The pub was surprisingly crowded considering the recent worldwide fear. Even with the news report on the large screen television, people continued to down their pints, sip their wines or tuck into their food. Sophie included. Her table was covered in empty crisp and pork scratchings packets. Five empty glasses that had once been filled with frothy beer were now stacked and pushed aside to make room for five new pints. The third… no… fourth round?
Sophie was slumped in her seat, munching on the greasy onion rings she had ordered. She hadn’t been paying much attention to her friends or anything else, too busy trying to get some food inside herself. Before coming out she had felt her temperature rising, despite it being the middle of winter. Normally she felt the cold, needing to turn her heating on as soon as September arrived. But it was now mid-January and she had had to turn down the heating in her flat because she had been so warm. When she had felt her forehead
, it was slippery with sweat.
But she needed this night out. It was finally the weekend and she could make herself feel better after a couple of drinks. Maybe more.
Someone near the bar had requested that the television’s volume to be turned up.
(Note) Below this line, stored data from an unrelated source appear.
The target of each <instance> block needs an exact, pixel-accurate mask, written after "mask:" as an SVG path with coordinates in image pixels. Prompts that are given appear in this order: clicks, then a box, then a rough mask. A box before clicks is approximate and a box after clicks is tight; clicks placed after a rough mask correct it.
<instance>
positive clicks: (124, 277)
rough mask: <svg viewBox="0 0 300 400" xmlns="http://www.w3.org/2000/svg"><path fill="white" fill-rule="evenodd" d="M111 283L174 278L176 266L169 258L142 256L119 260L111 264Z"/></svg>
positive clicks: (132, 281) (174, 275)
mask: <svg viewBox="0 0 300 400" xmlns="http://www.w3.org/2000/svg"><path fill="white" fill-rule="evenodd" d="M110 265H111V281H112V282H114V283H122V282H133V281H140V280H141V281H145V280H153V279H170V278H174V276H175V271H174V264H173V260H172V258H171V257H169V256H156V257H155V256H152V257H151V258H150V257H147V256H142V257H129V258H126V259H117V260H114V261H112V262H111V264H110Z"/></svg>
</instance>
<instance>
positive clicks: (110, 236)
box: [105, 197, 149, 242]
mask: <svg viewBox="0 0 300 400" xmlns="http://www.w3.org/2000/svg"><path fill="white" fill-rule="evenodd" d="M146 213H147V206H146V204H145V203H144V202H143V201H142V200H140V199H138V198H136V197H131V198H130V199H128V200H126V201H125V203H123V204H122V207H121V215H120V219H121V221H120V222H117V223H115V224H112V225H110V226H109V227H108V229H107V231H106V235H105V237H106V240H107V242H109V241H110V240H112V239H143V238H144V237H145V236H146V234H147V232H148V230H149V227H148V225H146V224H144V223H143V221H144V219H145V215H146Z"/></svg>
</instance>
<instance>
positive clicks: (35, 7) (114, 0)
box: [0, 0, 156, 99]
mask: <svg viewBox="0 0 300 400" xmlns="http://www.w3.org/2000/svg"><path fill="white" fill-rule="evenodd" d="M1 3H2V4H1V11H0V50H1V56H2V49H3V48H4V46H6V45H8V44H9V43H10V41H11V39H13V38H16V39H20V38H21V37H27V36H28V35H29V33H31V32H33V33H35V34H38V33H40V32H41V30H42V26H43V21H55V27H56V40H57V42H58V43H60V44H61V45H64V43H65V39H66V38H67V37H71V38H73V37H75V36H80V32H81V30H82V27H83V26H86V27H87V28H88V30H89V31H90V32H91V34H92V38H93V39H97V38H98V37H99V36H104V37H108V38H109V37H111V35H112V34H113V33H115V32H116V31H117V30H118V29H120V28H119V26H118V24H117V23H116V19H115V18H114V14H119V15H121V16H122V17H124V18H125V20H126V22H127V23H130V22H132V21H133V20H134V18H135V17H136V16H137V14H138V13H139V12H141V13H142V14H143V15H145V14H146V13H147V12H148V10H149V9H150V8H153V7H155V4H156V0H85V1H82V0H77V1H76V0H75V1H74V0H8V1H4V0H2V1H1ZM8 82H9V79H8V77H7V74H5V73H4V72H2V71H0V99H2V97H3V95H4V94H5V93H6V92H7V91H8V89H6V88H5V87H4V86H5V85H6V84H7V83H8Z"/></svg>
Now she could hear the news report and she lifted her head to watch, ignoring the loud banter and giggling around her table.
The reporter spoke to Robert James, some loony who had taken his English Literature degree way too seriously. He had spent the last two years trying to convince and desperately warn people that there was a new threat to humanity. Forget global warming, nuclear threat or the annual ancient apocalypse: there was something happening in the world that was going to be the true end of humans and it was apparently all to do with a fear that sparked in the Victorian era.
Sophie sat expressionless, staring up at the television with a glazed look in her eyes as this James guy spoke.
“Their stories of the supernatural, science and horror represented a threat that they believed would continue to strengthen in years to come. Some saw science as a menace in Victorian society. It was an unknown mystery that was, all of a sudden, opening up doors to possibilities and opportunities. People were making discoveries and experimenting, which some naturally found horrific and frightening. Writers of the late nineteenth century took a good look at civilisation and fictionalised what it was fearing: science and decadence. These were the driving forces for this rapidly changing society.”
Sophie recognised a familiar scent of cigarettes and hairspray. Her nose quivered as she sniffed and looked to see Eloise sitting back down next to her. Her friend snorted and nodded at the television.
“In other words, this modern day generation act like wild beast folk and we need to go back to being conservative and boring.” She took her glass and gulped down the rest of her beer. “Bollocks to that. People are way too obsessed with how everyone lives.”